O projeto está na rede. Como foi desenvolvido em software
livre, é só copiar. Mas um aviso aos navegantes: o grande bizu para
implementá-lo é conseguir financiamento. É uma das lições que ensinou a
experiência do Tabuleiro Digital, projeto gerido pela Faculdade de
Educação da Universidade Federal da Bahia (Faced-UFBA), escolhido como
o melhor na categoria Setor Público Federal do Prêmio ARede 2007.
Iniciado em 2004, a idéia do projeto era acabar com o mito reinante no
imaginário da meninada de que cibercultura, ciberespaço eram coisas
sofisticadas, o reinado dos terminais de aço escovado e quetais, como
conta seu responsável, Nelson Pretto, diretor da Faced. Essas idéias
afastavam as comunidades do entorno da universidade do acesso à
internet. Daí, era escolher alguma expressão forte da cultura local, o
tabuleiro onde a baiana vende o acarajé.
“Isso é a cara da Bahia”, destaca Pretto, acrescentando que o móvel foi
escolhido justamente para desmistificar a idéia de sofisticação.
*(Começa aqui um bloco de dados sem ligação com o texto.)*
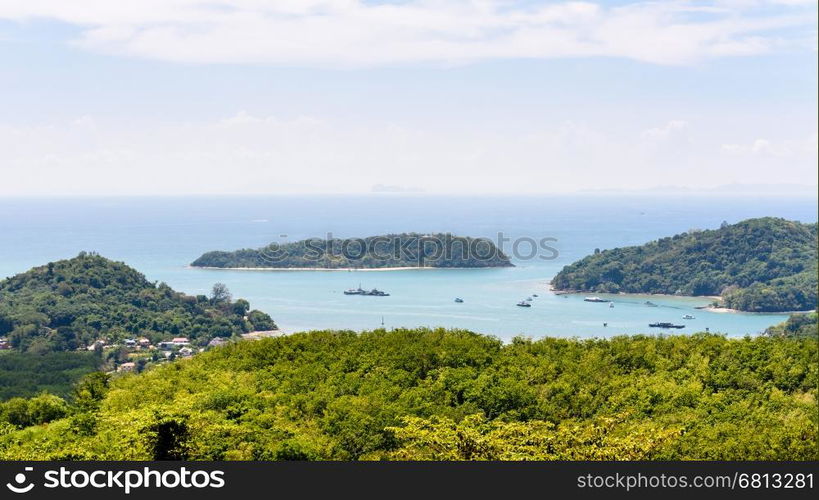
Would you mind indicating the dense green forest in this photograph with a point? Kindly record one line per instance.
(69, 304)
(760, 265)
(392, 250)
(27, 374)
(440, 394)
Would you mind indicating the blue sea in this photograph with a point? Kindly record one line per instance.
(161, 236)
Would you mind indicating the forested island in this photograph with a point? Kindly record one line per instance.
(758, 265)
(405, 250)
(67, 318)
(424, 394)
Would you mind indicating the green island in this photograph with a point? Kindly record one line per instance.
(405, 250)
(435, 394)
(74, 388)
(68, 318)
(757, 265)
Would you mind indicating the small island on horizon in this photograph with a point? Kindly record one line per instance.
(383, 252)
(766, 264)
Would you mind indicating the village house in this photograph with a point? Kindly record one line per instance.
(217, 341)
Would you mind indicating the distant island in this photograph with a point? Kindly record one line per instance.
(73, 316)
(391, 251)
(757, 265)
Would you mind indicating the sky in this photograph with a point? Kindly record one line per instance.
(172, 97)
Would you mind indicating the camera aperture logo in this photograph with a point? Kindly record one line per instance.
(125, 480)
(21, 486)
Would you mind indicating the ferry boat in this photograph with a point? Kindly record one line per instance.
(360, 291)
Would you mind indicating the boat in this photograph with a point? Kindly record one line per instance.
(360, 291)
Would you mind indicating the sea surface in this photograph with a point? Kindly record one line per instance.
(161, 236)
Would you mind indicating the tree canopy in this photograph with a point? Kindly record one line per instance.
(423, 394)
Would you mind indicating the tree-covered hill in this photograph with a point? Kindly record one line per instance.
(69, 304)
(392, 250)
(445, 395)
(761, 265)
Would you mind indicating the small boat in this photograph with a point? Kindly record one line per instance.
(372, 293)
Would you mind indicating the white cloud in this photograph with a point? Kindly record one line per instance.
(358, 33)
(251, 153)
(784, 149)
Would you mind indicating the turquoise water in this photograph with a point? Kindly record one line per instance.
(160, 236)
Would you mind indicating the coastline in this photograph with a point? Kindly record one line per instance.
(708, 307)
(626, 294)
(737, 311)
(349, 269)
“Quando navegamos desse jeito, mostramos à meninada e, sobretudo aos
futuros professores — os licenciandos da UFBA — que quem entra no mundo
digital, não muda de planeta”, acrescenta. A escolha do nome e imagem
Tabuleiro Digital também expressa os conceitos de informalidade e
rapidez que caracterizam o projeto, que se define como uma experiência
de articulação educação-cultura-ciência-tecnologia. Os objetivos do
Tabuleiro são favorecer a inclusão sóciodigital da comunidade acadêmica
da UFBA e da população do seu entorno, em Salvador, e da comunidade do
município de Irecê; criar condições para a construção de uma cidadania
plena, e para o uso das tecnologias como elemento de redução das
desigualdades. E mais: possibilitar aos jovens vindos das camadas
populares acesso pleno ao universo da cibercultura.
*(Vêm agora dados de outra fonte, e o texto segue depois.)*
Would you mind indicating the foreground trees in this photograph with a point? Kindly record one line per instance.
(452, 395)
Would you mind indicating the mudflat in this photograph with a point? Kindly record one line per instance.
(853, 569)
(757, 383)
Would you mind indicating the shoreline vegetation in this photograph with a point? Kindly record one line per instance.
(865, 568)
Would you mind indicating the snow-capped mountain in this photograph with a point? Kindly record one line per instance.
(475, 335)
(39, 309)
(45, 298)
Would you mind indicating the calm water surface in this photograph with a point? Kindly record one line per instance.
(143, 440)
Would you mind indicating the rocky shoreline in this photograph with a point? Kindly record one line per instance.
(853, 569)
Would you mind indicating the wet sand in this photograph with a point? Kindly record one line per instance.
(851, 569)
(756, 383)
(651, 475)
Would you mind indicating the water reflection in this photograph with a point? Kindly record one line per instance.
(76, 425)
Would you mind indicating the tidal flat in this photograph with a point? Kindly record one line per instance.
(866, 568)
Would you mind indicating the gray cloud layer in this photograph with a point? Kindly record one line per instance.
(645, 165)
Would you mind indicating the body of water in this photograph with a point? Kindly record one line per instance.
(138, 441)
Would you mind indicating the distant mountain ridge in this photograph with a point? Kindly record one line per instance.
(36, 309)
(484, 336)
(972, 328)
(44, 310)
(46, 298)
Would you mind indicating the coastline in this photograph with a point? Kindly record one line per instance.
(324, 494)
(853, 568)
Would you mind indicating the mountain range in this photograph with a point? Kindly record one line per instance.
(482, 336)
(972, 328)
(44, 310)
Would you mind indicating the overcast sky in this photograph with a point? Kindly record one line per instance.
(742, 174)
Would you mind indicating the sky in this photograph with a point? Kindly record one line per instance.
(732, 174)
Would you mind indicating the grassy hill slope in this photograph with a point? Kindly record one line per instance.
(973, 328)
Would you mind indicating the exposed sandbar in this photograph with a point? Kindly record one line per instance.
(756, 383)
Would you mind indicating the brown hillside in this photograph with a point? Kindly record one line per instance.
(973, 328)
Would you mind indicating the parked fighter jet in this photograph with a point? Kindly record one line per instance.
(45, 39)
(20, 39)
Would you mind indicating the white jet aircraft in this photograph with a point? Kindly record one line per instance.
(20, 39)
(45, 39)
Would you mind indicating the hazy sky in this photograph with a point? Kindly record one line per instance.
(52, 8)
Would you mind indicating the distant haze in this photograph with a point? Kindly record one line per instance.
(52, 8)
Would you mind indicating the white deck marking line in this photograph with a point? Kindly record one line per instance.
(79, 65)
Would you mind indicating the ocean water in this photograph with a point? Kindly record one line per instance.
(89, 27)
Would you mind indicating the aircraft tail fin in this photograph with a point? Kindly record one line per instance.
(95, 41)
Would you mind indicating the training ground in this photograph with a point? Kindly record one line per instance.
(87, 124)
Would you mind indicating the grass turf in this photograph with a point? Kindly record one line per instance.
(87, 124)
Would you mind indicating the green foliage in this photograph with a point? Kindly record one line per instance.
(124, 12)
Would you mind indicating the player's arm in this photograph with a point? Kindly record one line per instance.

O tabuleiro funciona nos pátios da Faced, em Salvador, e em Irecê, em
local construído pela prefeitura. Na capital, o projeto sofreu uma
“deturpação positiva”, relata Pretto: a meninada do entorno da
faculdade tomou os tabuleiros. Resultado: como o acesso com conexão
rápida à internet (óptica, da RNP) é livre e gratuito, os 20
computadores distribuídos em ilhas de quatro ou duas máquinas não dão
para o gasto de licenciandos, funcionários da faculdade e alunos de
escolas das proximidades. “A disputa é ferrada, mas todos sabem que, se
quebrar, não tem mais.”
Em Irecê, o Tabuleiro tem apoio
do pessoal do Ponto de Cultura
Anísio Teixeira/Faced
Fundamental no projeto é a auto-gestão comunitária. Na Faced, não há um
setor de gerenciamento do uso. Quando necessário, os monitores,
vinculados ao Projeto Permanecer, da UFBA, atuam como orientadores. Em
Irecê, face à proximidade com o Ponto de Cultura, monitores e
voluntários gerenciam o andamento do Tabuleiro. Por tudo isso, destaca
Pretto, a arrumação dos tabuleiros está longe de sugerir uma sala de
aula. Os usuários são levados a fuçar, cutucar para aprender a usar.
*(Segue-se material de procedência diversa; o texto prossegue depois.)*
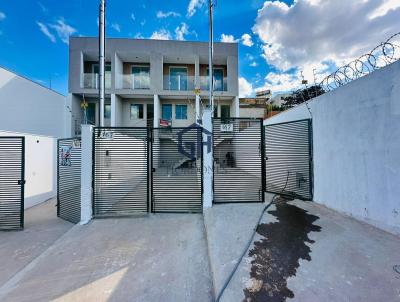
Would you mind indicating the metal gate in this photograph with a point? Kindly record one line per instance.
(120, 171)
(69, 179)
(12, 163)
(238, 164)
(288, 150)
(176, 170)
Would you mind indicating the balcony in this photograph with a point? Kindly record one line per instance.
(179, 83)
(91, 80)
(220, 84)
(135, 81)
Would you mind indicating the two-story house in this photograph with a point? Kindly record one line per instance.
(148, 81)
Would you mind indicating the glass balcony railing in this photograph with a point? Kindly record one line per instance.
(135, 81)
(179, 83)
(91, 80)
(220, 84)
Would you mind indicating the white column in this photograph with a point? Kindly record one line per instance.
(198, 109)
(236, 106)
(208, 194)
(86, 174)
(157, 109)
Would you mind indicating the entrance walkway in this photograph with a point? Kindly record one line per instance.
(301, 252)
(19, 248)
(160, 257)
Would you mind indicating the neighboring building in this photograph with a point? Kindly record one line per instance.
(38, 114)
(278, 99)
(253, 107)
(28, 107)
(150, 80)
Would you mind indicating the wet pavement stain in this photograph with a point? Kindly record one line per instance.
(276, 256)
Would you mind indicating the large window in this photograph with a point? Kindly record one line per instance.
(136, 111)
(91, 113)
(178, 78)
(181, 112)
(225, 111)
(167, 112)
(141, 77)
(96, 69)
(107, 111)
(150, 111)
(218, 78)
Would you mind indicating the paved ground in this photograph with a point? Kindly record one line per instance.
(18, 248)
(155, 258)
(302, 251)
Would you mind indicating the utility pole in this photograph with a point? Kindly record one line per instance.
(210, 55)
(102, 50)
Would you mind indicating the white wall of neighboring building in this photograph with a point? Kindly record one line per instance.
(356, 145)
(28, 107)
(40, 167)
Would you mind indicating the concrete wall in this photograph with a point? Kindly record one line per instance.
(40, 167)
(30, 108)
(356, 136)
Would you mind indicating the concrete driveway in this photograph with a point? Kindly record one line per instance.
(151, 258)
(301, 252)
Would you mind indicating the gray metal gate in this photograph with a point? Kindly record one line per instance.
(176, 170)
(12, 163)
(238, 164)
(120, 171)
(69, 179)
(288, 150)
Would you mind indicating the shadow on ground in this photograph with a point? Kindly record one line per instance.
(276, 256)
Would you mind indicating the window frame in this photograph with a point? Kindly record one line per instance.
(139, 106)
(179, 82)
(162, 112)
(176, 111)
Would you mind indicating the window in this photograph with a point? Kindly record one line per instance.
(167, 112)
(150, 111)
(107, 111)
(178, 78)
(141, 77)
(181, 112)
(96, 68)
(225, 111)
(136, 111)
(218, 78)
(91, 113)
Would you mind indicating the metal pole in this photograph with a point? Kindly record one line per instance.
(211, 53)
(102, 46)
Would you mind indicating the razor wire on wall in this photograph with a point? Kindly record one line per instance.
(382, 55)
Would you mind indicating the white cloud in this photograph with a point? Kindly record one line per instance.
(194, 5)
(45, 30)
(307, 35)
(116, 27)
(43, 8)
(161, 14)
(181, 31)
(245, 88)
(161, 34)
(64, 31)
(228, 39)
(246, 40)
(384, 9)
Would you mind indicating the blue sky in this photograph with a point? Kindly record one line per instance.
(285, 36)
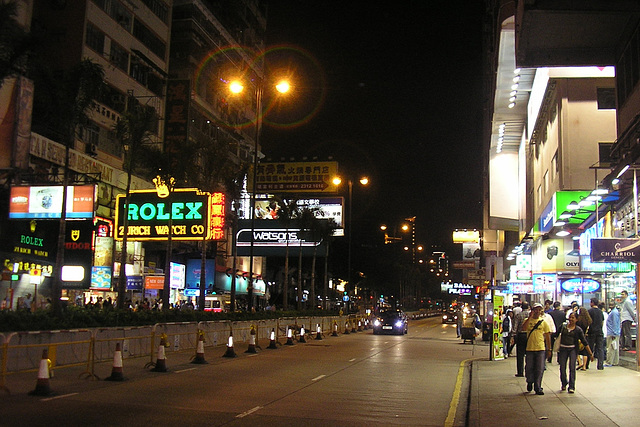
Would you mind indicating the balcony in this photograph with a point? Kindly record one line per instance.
(573, 32)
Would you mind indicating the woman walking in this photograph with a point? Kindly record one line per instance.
(571, 335)
(583, 321)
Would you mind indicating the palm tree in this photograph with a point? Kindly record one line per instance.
(133, 130)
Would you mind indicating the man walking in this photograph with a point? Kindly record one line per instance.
(613, 336)
(595, 335)
(559, 318)
(538, 347)
(627, 317)
(520, 338)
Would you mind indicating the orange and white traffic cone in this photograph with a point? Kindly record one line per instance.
(272, 340)
(116, 370)
(42, 386)
(199, 358)
(252, 341)
(230, 351)
(289, 337)
(161, 360)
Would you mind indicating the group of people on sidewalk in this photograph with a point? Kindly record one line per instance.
(577, 336)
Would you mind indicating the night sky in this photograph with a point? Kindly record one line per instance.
(391, 90)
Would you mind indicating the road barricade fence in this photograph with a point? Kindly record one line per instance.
(21, 352)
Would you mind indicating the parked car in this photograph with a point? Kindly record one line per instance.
(449, 317)
(391, 322)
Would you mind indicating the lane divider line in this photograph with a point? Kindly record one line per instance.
(57, 397)
(249, 412)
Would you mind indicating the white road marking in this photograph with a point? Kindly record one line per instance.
(249, 412)
(57, 397)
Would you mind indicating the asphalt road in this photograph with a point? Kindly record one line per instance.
(352, 380)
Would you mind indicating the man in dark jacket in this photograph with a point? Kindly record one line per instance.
(595, 335)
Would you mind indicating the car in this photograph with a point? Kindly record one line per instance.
(391, 322)
(449, 317)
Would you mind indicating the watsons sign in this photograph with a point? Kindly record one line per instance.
(189, 213)
(615, 250)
Mas descobriu-se um “escorregão”: um banco por tabuleiro é pouco,
deviam ser dois, porque os usuários — os meninos, em particular —
gostam de fazer juntos, socializar suas experiências no Orkut, jogar.
Em Irecê, a prefeitura dá guarda total ao Tabuleiro, que tem 1,2 mil
usuários cadastrados e 50 computadores em ilhas de seis máquinas.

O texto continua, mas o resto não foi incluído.